Spoke to two mothers of boys who never–truly, never–come to first period English. I don’t know exactly how those conversations lasted more than two minutes, because I certainly don’t know anything about the kids. You know, because they don’t show up. Ever. But still, the mothers kept talking.

Oh, and then there was the pain of meeting GL’s mom. GL has not adjusted well to high school. He is terrified daily and won’t even say hi to his teachers. Our other kids try to talk to him and be friends with him, but he won’t say one word to them and actually looks terrified if they speak to him. But he’s sad he has no friends. Ms. L and I watched his mother turn from encouraging to mad as shit (her word) because GL hadn’t turned in any history homework yet. But her anger was dispassionate: she seemed like she was trying to make herself mad enough to really yell at him. For our benefit (so we would see she cared?). She told GL that she wanted to “jump across the table and strangle him,” and it was unconvincing but terrifying. Clearly, the kid needs more therapy than we can provide.

Really. Think about it.
081022: Day 35
I expect a certain amount of chaos in the classroom the morning after I return from a day off school. It’s usual to find books strewn about, handouts left on desks, and the desks themselves scattered about the room. Last year, my sixth period seniors stole all of my candy one day I was out, which was disappointing but not entirely unexpected.

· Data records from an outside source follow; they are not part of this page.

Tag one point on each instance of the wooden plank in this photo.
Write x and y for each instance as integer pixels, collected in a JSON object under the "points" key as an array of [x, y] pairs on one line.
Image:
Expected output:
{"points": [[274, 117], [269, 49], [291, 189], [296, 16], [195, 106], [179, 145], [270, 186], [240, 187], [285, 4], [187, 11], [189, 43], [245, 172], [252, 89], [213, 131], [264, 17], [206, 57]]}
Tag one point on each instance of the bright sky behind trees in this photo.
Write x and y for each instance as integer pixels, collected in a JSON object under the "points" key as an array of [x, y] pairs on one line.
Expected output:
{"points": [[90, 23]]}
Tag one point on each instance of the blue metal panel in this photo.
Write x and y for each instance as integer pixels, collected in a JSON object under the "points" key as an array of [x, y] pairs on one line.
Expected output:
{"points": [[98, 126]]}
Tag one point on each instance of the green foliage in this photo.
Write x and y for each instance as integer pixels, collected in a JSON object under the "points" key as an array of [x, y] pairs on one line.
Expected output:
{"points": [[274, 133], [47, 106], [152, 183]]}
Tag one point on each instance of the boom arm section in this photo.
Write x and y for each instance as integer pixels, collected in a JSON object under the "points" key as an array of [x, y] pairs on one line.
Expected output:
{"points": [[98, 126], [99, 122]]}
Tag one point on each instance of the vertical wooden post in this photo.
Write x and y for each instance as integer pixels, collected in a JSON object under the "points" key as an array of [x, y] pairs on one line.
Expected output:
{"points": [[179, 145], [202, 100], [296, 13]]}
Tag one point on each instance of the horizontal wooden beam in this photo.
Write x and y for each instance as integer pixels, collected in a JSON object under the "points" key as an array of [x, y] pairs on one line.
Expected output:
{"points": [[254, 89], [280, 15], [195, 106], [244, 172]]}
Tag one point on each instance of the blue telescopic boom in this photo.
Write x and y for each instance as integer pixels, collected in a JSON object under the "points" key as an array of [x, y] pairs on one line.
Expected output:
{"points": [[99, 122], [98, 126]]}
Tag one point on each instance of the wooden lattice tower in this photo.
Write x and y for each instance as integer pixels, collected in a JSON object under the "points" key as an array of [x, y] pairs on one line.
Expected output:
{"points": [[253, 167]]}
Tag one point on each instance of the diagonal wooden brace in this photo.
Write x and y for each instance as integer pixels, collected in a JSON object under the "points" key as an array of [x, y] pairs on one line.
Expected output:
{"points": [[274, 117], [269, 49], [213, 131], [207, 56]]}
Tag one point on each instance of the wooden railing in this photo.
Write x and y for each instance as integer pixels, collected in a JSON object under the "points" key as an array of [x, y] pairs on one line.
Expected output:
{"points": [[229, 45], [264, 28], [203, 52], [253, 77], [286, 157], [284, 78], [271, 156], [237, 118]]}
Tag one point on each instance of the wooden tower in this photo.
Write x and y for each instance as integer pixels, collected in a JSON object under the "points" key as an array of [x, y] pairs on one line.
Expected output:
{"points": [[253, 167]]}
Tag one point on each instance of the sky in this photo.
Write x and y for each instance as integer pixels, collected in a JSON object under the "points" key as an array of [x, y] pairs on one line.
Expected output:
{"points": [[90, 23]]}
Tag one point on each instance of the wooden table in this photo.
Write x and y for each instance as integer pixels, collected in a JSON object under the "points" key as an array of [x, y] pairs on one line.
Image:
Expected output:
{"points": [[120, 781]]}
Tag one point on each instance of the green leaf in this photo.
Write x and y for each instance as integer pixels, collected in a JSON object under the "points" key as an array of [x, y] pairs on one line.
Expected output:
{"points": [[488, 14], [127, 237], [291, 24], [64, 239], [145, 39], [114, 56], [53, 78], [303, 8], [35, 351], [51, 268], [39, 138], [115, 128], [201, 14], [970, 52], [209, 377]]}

So, I wasn’t surprised to find chaos in my room: my fake flowers were falling down, the desks were everywhere, books left on the floor, desk and heater, etc. But I also found one of the stupid little toys on my desk underneath the lawn chair, a desk covered from edge to edge in blue pen scribble, my candy bucket empty (though I told Ms. L to empty it and eat the candy, in order to prevent my kids from doing that–I wonder if she did?), and my bouncy ball stolen.

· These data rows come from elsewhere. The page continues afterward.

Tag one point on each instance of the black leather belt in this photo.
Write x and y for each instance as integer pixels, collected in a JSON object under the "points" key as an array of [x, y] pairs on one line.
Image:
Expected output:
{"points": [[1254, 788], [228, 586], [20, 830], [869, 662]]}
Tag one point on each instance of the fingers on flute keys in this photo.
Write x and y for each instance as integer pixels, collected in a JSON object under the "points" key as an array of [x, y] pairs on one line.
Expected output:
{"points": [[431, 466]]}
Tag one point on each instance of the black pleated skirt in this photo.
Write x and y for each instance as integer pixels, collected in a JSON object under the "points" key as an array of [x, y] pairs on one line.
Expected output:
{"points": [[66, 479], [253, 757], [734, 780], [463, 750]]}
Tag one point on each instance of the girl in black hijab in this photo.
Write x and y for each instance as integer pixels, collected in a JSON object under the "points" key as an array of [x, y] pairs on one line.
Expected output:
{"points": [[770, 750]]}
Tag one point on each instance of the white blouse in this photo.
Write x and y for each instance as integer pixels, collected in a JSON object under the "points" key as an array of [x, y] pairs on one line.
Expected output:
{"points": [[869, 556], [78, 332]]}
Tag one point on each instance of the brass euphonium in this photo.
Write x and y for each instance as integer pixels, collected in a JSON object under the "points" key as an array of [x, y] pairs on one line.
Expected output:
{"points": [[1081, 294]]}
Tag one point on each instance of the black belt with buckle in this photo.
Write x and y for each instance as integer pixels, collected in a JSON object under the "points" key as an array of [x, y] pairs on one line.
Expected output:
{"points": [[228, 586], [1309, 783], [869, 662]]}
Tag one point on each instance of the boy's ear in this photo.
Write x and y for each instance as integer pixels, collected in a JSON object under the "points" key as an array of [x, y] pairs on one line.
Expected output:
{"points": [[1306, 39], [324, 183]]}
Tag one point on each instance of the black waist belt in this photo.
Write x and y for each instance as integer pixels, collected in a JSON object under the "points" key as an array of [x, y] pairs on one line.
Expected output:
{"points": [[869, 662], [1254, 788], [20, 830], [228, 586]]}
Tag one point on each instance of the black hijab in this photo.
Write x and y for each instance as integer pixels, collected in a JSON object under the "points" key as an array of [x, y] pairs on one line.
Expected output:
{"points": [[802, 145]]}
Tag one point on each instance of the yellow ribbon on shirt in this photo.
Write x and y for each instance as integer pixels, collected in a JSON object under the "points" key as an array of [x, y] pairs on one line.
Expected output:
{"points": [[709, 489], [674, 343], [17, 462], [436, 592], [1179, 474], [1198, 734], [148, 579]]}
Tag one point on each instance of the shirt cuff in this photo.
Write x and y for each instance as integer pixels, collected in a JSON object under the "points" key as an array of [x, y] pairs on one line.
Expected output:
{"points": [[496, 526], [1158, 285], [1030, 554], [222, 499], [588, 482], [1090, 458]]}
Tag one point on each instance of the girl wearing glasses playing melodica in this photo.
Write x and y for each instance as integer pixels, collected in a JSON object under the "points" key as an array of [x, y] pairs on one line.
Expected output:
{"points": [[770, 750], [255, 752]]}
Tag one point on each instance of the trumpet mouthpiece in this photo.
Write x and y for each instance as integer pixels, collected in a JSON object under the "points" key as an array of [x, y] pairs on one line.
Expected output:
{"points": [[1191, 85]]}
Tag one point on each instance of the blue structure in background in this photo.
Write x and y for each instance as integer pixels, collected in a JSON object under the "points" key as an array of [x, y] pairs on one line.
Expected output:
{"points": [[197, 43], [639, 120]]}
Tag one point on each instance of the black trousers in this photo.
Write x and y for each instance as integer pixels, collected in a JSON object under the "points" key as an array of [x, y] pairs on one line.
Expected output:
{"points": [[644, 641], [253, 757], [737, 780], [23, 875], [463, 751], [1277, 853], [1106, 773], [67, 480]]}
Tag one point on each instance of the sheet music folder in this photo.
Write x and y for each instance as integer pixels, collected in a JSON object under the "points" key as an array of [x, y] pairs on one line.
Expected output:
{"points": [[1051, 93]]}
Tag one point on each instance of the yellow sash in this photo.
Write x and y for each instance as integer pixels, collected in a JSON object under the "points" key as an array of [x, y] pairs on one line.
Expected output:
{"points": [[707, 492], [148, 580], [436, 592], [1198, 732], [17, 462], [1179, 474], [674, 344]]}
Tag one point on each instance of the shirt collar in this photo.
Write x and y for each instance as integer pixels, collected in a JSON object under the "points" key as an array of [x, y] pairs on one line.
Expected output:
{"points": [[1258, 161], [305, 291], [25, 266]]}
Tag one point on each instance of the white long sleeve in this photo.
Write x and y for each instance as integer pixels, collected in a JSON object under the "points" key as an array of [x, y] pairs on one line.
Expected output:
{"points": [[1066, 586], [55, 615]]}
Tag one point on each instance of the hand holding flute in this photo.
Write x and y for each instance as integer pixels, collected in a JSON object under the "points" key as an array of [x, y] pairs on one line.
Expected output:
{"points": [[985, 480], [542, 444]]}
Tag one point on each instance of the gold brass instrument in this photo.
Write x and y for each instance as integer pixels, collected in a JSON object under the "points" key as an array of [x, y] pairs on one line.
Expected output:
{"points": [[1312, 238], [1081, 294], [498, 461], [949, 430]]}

So far this year, my kids have stolen 10 or so overhead markers, uncountable pens and pencils, and my purple math pencil that Ms. V gave me for my birthday last year. The loss of pens and pencils I take as a given–I bought a lot to compensate for this–but the overhead markers, my bouncy ball and my math pencil kind of piss me off. I have to buy new overhead markers, and those fuckers are expensive. I know my kids understand the difference between “mine” and “yours.” Why can’t they apply that knowledge so I don’t have to spend more money?

Monsters from Target.
081021: Day 34
I played hookie, and it was good.

I made peanut butter squares and peanut butter cookies and chocolate chip cookies to get ready for Parent-Teacher Night, except the peanut butter squares are just for me and Jeff. Yum.

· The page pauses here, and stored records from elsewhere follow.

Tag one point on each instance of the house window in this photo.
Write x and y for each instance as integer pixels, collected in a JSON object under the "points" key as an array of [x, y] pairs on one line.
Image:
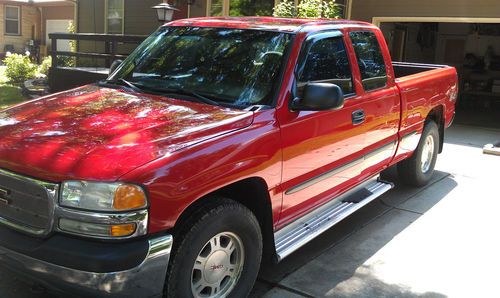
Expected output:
{"points": [[12, 23], [114, 16], [236, 8]]}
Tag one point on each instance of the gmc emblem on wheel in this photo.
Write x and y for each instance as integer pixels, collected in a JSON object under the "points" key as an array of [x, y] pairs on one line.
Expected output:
{"points": [[3, 196]]}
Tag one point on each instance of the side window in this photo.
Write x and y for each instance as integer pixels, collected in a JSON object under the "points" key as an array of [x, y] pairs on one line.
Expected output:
{"points": [[370, 60], [327, 62]]}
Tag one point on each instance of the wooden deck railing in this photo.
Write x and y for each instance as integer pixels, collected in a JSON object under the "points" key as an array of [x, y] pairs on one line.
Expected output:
{"points": [[111, 42], [63, 78]]}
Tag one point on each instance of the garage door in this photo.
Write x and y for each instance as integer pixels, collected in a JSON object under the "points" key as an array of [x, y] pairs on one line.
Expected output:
{"points": [[59, 26]]}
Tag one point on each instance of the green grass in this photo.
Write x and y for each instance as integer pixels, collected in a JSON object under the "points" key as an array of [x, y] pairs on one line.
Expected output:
{"points": [[9, 94]]}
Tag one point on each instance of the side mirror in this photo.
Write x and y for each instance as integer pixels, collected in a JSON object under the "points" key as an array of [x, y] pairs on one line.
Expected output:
{"points": [[114, 66], [319, 97]]}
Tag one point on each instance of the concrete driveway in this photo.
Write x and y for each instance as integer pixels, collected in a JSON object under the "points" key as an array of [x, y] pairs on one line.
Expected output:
{"points": [[438, 241]]}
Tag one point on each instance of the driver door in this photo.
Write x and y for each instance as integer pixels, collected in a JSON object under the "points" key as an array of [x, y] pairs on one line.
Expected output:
{"points": [[322, 150]]}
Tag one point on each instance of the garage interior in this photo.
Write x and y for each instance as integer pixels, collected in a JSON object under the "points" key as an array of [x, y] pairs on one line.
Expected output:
{"points": [[473, 48]]}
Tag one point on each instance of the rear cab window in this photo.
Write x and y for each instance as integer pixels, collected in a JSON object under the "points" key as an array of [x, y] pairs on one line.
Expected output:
{"points": [[370, 59], [326, 61]]}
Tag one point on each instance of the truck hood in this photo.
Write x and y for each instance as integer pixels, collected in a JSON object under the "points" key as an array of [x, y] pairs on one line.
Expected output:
{"points": [[98, 133]]}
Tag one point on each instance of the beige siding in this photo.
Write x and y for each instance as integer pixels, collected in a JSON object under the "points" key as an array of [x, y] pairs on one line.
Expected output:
{"points": [[140, 18], [365, 10], [30, 22]]}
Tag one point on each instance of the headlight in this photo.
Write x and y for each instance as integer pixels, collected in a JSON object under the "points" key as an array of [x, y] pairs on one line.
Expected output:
{"points": [[102, 210], [97, 196]]}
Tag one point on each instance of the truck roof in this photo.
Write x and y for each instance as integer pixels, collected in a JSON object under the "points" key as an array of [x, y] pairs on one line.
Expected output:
{"points": [[266, 23]]}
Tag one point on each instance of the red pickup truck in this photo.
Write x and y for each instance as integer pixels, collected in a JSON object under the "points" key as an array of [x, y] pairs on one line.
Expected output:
{"points": [[217, 143]]}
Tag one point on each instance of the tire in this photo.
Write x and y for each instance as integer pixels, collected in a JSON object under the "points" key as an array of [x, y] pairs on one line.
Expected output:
{"points": [[199, 259], [419, 168]]}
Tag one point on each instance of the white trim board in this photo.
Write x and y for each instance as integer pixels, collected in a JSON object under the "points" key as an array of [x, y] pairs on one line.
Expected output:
{"points": [[377, 20]]}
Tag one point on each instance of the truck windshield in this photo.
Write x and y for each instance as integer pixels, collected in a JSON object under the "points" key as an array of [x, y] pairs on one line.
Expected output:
{"points": [[228, 66]]}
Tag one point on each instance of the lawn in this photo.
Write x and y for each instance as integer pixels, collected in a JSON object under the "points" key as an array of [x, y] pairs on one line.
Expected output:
{"points": [[9, 93]]}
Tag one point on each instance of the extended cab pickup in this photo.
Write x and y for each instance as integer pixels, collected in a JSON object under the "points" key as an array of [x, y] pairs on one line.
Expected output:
{"points": [[216, 143]]}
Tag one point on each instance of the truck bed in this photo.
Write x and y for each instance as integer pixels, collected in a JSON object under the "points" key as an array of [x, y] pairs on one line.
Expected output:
{"points": [[402, 69]]}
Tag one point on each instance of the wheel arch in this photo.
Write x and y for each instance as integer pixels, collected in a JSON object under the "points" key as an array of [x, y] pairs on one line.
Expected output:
{"points": [[436, 114], [252, 193]]}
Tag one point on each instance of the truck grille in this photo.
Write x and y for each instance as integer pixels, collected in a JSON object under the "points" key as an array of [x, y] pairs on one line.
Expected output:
{"points": [[26, 204]]}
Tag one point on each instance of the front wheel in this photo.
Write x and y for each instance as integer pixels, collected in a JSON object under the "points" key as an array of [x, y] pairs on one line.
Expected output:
{"points": [[218, 253], [419, 168]]}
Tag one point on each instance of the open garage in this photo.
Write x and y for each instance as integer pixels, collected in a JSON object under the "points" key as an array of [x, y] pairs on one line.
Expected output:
{"points": [[464, 34]]}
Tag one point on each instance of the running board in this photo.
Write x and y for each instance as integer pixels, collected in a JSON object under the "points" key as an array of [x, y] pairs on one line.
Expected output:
{"points": [[311, 225]]}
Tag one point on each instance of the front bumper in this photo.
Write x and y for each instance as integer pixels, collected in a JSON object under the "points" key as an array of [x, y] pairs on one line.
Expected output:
{"points": [[144, 280]]}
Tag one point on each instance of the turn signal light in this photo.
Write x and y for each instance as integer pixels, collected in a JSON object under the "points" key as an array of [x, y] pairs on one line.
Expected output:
{"points": [[128, 197], [122, 230]]}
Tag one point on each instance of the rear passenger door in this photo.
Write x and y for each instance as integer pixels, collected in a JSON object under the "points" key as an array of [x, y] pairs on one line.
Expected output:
{"points": [[380, 100]]}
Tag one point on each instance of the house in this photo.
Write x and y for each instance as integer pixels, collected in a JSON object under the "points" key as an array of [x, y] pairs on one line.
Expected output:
{"points": [[26, 24], [138, 17]]}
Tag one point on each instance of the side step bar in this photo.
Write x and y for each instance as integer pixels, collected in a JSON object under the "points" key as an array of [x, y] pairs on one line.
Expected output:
{"points": [[311, 225]]}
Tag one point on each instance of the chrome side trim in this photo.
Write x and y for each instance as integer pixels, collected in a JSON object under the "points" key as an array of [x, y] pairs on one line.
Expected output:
{"points": [[140, 218], [323, 176], [341, 168], [311, 225], [145, 280]]}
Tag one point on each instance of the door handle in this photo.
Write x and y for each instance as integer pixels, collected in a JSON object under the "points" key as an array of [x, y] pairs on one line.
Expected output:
{"points": [[358, 117]]}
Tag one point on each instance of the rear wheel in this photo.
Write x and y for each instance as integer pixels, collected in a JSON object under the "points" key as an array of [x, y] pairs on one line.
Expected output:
{"points": [[217, 254], [419, 168]]}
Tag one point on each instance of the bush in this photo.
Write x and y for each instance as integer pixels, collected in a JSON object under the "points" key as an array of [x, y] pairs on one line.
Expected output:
{"points": [[45, 66], [19, 68], [308, 9]]}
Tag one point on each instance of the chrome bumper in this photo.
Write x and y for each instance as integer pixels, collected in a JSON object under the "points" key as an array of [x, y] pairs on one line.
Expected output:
{"points": [[145, 280]]}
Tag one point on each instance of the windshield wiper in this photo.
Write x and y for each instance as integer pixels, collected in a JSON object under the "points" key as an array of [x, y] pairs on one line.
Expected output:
{"points": [[190, 93], [123, 82], [142, 88]]}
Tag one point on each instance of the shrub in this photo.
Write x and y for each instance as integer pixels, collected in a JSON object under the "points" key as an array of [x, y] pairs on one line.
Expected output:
{"points": [[19, 68], [308, 9], [45, 66]]}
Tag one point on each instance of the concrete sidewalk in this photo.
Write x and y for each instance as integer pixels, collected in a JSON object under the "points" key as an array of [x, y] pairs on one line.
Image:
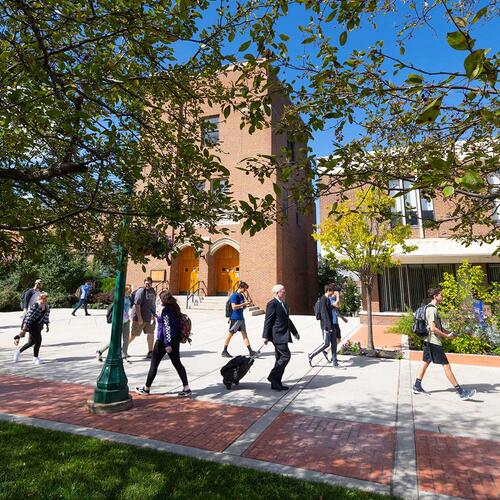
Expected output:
{"points": [[358, 426]]}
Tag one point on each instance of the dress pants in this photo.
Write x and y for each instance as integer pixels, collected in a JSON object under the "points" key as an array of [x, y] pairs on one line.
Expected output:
{"points": [[282, 353]]}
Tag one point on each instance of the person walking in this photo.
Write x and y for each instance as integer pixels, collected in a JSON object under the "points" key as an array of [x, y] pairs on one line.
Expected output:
{"points": [[38, 315], [29, 297], [329, 326], [433, 350], [237, 320], [83, 293], [167, 342], [277, 329], [144, 314], [125, 326]]}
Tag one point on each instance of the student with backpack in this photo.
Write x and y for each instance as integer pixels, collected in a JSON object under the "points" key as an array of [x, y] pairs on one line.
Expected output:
{"points": [[38, 315], [329, 326], [28, 298], [168, 340], [234, 310], [433, 350]]}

I spent hours on the bed reading Clown Girl, which people on Goodreads seem not to like but has me completely enamored.

We got cable. Our cable woman sounded exactly like Paula Poundstone and had a manicure. She was awesome. I proceeded to waste the rest of the day coloring my flocked monster poster with my tiny crayola markers and watching TV.

First frost of the year.
081020: Day 33
KC (see Day 19) has been doing pretty well in my class the past couple weeks. That doesn’t mean he’s being good, per se, just that he’s being good enough in fourth period. Fortunately for him, his good behavior saved him when Dean B brought him to my door at the beginning of the period.

Dean B was quite excited and ready to take KC on down to room 144, our in-house suspension and SAVE room, probably because KC was talking smack at him and just generally making life in the hallways hard: “Ms. G, you want me to take him down to 144? I would love to . . . I’ll be on this hallway all period. If you have any problems at all, I’ll be happy to . . . ” etc., etc.

I couldn’t in good faith send KC away, though, because he’s been doing his work in my class and kind of containing himself–only one or two dolphin screeches a day.